Offering frequent news and analysis from the majestic Evergreen State and beyond, The Cascadia Advocate is the Northwest Progressive Institute's unconventional perspective on world, national, and local politics.

Friday, January 25, 2008

In Brief - January 25th, 2008

It's certainly been cold enough to snow all week, but now that the weekend is here, it looks like it will finally happen, according to most local forecasts. So do be careful in your travels this weekend, and if you can, try to donate blankets and winter coats to local shelters and missions.
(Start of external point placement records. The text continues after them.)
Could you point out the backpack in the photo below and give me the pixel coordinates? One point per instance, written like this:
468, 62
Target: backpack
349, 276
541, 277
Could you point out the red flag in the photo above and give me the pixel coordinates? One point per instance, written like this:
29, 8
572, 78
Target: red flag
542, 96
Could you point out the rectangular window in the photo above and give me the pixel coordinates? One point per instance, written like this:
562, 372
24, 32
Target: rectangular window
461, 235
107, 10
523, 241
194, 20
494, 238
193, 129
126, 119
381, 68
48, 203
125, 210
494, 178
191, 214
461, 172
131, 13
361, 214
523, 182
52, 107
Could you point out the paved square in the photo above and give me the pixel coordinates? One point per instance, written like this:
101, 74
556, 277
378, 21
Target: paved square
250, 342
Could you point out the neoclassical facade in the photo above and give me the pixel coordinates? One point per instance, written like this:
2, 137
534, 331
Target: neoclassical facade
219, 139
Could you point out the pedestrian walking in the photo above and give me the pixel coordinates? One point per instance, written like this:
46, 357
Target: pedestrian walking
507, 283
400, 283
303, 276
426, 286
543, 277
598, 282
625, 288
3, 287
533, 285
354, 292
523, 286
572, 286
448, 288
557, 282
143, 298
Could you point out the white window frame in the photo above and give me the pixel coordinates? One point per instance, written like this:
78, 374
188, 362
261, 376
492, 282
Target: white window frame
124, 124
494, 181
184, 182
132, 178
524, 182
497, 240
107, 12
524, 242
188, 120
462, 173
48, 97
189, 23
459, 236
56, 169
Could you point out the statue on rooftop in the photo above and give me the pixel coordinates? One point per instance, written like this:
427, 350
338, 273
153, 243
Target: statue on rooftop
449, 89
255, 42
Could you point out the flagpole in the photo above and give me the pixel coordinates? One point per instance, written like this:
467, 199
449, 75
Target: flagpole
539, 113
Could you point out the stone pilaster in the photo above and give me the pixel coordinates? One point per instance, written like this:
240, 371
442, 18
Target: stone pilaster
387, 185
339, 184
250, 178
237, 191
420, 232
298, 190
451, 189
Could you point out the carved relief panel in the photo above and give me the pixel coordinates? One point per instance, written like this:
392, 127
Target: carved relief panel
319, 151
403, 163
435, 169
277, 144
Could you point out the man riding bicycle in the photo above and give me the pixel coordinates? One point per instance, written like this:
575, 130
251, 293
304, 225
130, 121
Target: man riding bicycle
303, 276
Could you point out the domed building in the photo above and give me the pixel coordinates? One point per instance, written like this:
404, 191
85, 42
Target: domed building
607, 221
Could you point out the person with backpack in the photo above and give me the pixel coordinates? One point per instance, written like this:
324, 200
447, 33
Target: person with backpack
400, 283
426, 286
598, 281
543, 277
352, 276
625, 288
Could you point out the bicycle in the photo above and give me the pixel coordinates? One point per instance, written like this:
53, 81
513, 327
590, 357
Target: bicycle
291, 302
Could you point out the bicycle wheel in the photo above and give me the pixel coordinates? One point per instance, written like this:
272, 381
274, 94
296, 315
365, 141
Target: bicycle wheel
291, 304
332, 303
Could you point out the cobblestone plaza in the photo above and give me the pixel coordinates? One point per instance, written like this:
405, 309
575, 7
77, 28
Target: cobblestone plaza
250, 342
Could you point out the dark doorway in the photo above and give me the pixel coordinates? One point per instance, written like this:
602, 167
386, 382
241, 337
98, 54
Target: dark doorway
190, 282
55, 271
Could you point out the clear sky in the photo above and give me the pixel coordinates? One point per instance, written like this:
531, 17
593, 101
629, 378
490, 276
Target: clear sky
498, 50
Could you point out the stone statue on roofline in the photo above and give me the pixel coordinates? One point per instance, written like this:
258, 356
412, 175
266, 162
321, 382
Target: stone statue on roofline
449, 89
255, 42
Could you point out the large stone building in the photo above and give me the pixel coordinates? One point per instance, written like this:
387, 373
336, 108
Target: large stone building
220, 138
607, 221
Sometimes people don't come inside even if shelters aren't full, so coats and blankets distributed to these folks are the only thing keeping them from frostbite or worse. Now, on with today's quick news digest.

In the Pacific Northwest
  • Despite Proposition 1's defeat last November, Sound Transit and Puget Sound area officials haven't given up on combating gridlock in the region. According to this article in the Seattle P-I, Sound Transit will decide by March on how to proceed with a new package.
  • Mitt Romney is tired of hearing about John Edwards' “two Americas” theme. Well, here's 150 people from the America that Mitt doesn't want to hear about. They're homeless, sleeping in local shelters this weekend to prevent freezing to death. And there are probably more not as “lucky” as these folks. Yeah, Mitt: We're all just one happy well off white family living in the 'burbs.
  • Progressives should be aware that an Oregon civil rights law is being challenged in federal court by an out of state conservative group. Not just because of the rights issue itself, but because of how it affects their initiative process. When you consider how much damage Tim Eyman has done already in this state, it might serve us well to pay attention to our neighbors, and learn from their (we hope) successes as well as mistakes.
Across the Nation
  • Yesterday, Dennis Kucinich dropped out of contention for the presidency (he has his own reelection to the House to worry about). Prior to that, the Republicans lost Frederick Thompson of Hollywood and Duncan Hunter of Never Heard of Him.
  • The economy has been teetering on the edge of a recession for quite a while now; some economists say we're already in one. In a response typical of this administration, The Decider, with Nancy Pelosi's concurrence, is planning to fling small amounts of money to middle and low income taxpayers, in the hopes they'll go on a wild spending spree which will jumpstart the economy. The range of rebates we'll get could be anywhere from $600-$1200 (plus $300 per child), depending on various circumstances. As Andrew wrote yesterday, the idiocy of this idea is stunning, considering the monthly transportation and heating expenses of the average homeowner.
  • This isn't news, but it's solid bit of compilation: A new comprehensive report neatly proves that the guys who run the Bush administration are liars. It documents 935 times where Bush or his cronies deliberately misled the country to gin up support for an attack on Iraq. If those statements had been scrutinized by the traditional media back during the prelude to the invasion, we might have avoided the costly quagmire we're in today.
Around the World
  • Egypt can't quite close the border between them and the Gaza Strip. Militangs blew a huge hole in the wall earlier in the week. Hamas wants to keep the border open; to say the situation is tense, doesn't quite do it justice.
  • A grandson of Mahatma Ghandi resigned his post at a non-violence institute after making insensitive comments about Jews. He has since apologized, and will appear on a panel with Jewish leaders and others later in the year to discuss the issues he raised.
  • I haven't seen much coverage of this in the American corporate media: The U.S. is on the verge of sending troops to Pakistan. Great idea — we're not spread nearly thin enough. And the Pakistanis are apparently as eager as the Iraqis were to have us help them out.